Die EU-Innenminister kritisieren die Ankündigung Dänemarks, wieder Grenzkontrollen einzuführen. Die Reisefreiheit sei ein hohes Gut und dürfe nicht aus innenpolitischen Gründen aufs Spiel gesetzt werden, warnt Bundesinnenminister Friedrich. Gleichzeitig wollen Friedrich & Co. aber die Regeln im Schengen-Abkommen verschärfen, um sich besser gegen „schwerwiegende Gefährdungen der Sicherheit“ schützen zu können. Zudem sollen die EU-Außengrenzen schärfer bewacht werden.

Mit dieser Doppelstrategie – Kritik an Dänemark, Vorbereitung neuer Barrieren – entpuppen sich die Innenminister als Club der Heuchler. Schließlich würden schärfere Regeln im Schengen-Abkommen auf nichts anderes hinauslaufen als auf neue, härtere und längere (statt wie bisher punktuelle und befristete) Grenzkontrollen. Auch die Begründung ist heuchlerisch: Einerseits heißt es, derzeit sei kein Massenansturm von Flüchtlingen zu befürchten. Andererseits wird die Verschärfung aber just mit der angeblichen „Flüchtlingswelle“ aus Nordafrika begründet. 

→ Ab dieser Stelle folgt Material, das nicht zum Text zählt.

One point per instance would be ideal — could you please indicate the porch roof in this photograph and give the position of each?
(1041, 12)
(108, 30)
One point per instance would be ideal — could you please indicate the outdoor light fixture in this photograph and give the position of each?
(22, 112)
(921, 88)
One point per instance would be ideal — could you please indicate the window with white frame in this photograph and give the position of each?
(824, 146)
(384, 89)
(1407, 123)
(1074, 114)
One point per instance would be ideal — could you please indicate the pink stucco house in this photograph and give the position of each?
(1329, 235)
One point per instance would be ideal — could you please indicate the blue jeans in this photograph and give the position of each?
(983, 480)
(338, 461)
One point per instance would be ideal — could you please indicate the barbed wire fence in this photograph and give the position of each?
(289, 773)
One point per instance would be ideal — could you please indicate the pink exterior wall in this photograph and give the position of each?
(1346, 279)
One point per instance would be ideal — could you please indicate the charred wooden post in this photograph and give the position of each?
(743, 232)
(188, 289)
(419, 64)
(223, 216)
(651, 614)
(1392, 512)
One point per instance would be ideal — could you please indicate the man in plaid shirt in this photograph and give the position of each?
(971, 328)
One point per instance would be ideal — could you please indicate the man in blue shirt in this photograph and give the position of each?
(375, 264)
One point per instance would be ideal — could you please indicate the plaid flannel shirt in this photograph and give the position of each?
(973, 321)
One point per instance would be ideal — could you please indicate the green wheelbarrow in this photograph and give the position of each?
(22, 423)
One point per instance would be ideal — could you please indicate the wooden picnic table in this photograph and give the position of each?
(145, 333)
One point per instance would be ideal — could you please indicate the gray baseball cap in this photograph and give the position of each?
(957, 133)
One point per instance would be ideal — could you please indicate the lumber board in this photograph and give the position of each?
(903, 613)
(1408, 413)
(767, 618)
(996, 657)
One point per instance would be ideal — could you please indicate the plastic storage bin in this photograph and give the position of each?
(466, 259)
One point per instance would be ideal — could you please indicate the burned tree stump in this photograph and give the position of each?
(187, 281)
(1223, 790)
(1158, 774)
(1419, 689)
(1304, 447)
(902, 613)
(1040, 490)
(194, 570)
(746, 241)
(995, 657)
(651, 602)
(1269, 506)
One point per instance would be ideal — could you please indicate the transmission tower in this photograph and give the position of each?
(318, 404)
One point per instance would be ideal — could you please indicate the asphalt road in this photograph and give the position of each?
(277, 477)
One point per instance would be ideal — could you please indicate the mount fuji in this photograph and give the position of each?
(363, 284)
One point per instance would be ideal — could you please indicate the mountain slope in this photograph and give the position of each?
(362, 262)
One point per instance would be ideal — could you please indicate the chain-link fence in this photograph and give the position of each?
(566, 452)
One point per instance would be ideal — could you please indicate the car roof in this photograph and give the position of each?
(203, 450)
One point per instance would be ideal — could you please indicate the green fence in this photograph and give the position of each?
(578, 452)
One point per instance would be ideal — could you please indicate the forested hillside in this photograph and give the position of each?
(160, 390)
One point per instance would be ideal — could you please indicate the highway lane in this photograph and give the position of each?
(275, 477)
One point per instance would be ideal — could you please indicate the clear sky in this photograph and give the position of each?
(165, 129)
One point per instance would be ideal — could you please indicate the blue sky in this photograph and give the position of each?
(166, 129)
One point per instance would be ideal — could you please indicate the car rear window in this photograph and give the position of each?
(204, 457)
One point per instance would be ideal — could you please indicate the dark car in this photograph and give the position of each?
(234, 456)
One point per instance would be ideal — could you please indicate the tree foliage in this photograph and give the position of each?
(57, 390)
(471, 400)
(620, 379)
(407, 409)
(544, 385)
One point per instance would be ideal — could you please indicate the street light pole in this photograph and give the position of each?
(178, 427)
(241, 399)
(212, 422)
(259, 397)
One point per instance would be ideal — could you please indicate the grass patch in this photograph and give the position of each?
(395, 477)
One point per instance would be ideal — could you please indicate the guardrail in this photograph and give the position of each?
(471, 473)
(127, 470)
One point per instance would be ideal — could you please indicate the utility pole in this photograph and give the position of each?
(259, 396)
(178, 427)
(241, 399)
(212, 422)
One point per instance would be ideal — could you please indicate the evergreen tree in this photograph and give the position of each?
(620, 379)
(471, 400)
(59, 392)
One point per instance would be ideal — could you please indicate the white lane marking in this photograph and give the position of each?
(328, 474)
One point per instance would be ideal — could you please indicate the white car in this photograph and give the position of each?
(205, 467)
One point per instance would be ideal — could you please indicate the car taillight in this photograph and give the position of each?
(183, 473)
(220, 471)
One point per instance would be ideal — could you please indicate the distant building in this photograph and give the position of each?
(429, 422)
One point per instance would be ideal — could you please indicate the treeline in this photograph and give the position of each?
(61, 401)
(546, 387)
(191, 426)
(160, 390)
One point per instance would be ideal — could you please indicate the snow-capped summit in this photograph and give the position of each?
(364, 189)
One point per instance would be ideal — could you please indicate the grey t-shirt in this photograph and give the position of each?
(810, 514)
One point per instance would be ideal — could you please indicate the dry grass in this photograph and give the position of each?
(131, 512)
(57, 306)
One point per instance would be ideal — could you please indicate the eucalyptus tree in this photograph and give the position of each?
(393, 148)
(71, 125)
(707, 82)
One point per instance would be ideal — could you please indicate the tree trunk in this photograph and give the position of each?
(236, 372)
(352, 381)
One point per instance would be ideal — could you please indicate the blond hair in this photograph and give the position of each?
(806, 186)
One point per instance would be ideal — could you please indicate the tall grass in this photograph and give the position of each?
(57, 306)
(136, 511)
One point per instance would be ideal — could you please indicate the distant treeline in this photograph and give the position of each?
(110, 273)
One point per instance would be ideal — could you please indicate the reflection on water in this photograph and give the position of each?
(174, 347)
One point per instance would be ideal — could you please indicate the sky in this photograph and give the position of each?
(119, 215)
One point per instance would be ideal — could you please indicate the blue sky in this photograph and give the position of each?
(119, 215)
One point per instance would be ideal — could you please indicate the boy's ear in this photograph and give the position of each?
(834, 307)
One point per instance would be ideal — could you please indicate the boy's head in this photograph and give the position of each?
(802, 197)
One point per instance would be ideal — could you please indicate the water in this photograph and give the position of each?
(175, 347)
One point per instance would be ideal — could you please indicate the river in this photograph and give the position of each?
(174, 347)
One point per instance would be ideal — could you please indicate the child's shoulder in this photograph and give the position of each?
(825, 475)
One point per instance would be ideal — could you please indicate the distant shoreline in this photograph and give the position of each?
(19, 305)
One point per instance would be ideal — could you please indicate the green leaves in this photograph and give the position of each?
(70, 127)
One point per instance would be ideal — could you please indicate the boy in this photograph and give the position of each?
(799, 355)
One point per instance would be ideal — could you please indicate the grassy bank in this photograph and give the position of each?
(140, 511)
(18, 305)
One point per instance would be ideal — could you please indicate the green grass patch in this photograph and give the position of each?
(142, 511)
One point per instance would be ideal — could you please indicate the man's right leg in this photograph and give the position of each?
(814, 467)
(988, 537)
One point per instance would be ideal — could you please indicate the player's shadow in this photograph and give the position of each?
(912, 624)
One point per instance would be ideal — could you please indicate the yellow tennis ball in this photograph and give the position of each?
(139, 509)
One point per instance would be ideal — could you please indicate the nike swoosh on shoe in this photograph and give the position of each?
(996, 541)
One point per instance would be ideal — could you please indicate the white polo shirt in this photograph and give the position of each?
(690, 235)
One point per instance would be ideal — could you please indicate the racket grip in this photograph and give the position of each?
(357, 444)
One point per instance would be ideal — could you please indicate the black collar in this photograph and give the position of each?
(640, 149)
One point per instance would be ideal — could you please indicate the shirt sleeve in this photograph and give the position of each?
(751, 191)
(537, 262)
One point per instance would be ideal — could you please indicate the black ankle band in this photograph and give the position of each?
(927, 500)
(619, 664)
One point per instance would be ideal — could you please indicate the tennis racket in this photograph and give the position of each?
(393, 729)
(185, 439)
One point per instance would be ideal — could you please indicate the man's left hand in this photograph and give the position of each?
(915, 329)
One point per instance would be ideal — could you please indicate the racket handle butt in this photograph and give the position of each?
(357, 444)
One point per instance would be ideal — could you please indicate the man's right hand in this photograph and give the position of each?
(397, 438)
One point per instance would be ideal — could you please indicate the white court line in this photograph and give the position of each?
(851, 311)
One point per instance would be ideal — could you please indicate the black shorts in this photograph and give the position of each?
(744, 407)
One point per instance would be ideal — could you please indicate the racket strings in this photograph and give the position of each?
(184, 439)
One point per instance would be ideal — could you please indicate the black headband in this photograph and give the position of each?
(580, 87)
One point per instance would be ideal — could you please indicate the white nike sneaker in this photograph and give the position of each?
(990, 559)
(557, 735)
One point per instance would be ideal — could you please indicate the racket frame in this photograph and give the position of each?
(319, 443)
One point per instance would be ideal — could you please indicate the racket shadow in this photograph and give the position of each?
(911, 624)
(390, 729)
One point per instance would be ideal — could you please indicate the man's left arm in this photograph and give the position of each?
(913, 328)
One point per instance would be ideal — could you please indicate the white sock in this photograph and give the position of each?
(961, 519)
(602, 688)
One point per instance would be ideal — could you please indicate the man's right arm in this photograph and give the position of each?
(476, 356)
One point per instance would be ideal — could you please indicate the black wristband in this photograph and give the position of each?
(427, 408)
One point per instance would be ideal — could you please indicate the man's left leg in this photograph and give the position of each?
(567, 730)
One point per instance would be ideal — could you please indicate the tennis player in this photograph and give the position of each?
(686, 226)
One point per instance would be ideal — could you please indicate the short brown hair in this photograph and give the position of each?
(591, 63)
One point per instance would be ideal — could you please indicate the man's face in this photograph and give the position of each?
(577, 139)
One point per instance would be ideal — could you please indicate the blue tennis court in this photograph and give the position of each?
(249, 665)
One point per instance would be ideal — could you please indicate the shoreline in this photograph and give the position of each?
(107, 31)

Offenbar wollen sich Friedrich & Co. von den Rechtspopulisten in Dänemark absetzen, gleichzeitig aber genau jene Instrumente bereitstellen, die die Populisten dort ebenso wie in Italien, Frankreich, den Niederlanden, Schweden, Finnland und anderswo längst fordern. Wie in diesem Blog beschrieben, üben die Rechtsauslager bereits in vielen EU-Ländern Einfluß aus; viele scheinbar gemäßigt konservative Regierungen gehen längst auf ausländerfeindliche Forderungen ein.

Deutschland macht da nur scheinbar eine Ausnahme. Schließlich hat Friedrich ja selbst erst vor zwei Wochen mit der Wiedereinführung von Grenzkontrollen gedroht. Zwar sitzt in Deutschland keine offen populistische Partei im Parlament; aber die wenn es um Flüchtlinge geht, ist die schwarzgelbe Bundesregierung alle andere als liberal. 

Die entscheidende Frage ist nun, wie sich die EU-Kommission positioniert. Bisher ist sie nur bedingt auf die Forderungen aus Frankreich und Italien eingegangen, die Schengen-Regeln zu verschärfen. Innenkommissarin Malmström schien vor allem darauf bedacht, sich und ihrer Behörde mehr Kontrolle über das Schengen-Abkommen zu verschaffen. Nun geht es aber zunehmend ums Ganze – um die Reisefreiheit der EU-Bürger, um die Menschenrechte der Flüchtlinge, um nationale Souveränität und europäische Solidarität. 

Wird es der Kommission gelingen, diesen Kampf zu führen – und Europa vor seinen egoistischen und zunehmend populistischen Regierungen zu schützen? Wird sie es überhaupt versuchen? Ich habe meine Zweifel…

Nachtrag 13.5.11

Malmström bestätigt die Zweifel in ihrem Blog, wo sie die Lage ganz offensichtlich beschönigt. Das Innenminister-Trffen habe “support for a strengthenig of Schengen” gebracht, behauptet die Innenkommissarin. Entscheidungen über die Wiederaufnahme von Grenzkontrollen sollten auf EU-Ebene und nicht unilateral fallen. Nur beiläufig räumt sie ein, dass dies “nicht die Meinung aller Mitgliedstaaten” ist. Hat Malmström wirklich verstanden, was auf dem Spiel steht?

Immerhin droht Brüssel Dänemark jetzt mit einem Vertragsverletzungs-Verfahren. Er habe “erhebliche Zweifel”, ob die geplanten Grenzkontrollen durch EU-Recht gedeckt sind, schrieb Kommissionschef Barroso an den dänischen Regierungschef Rasmussen.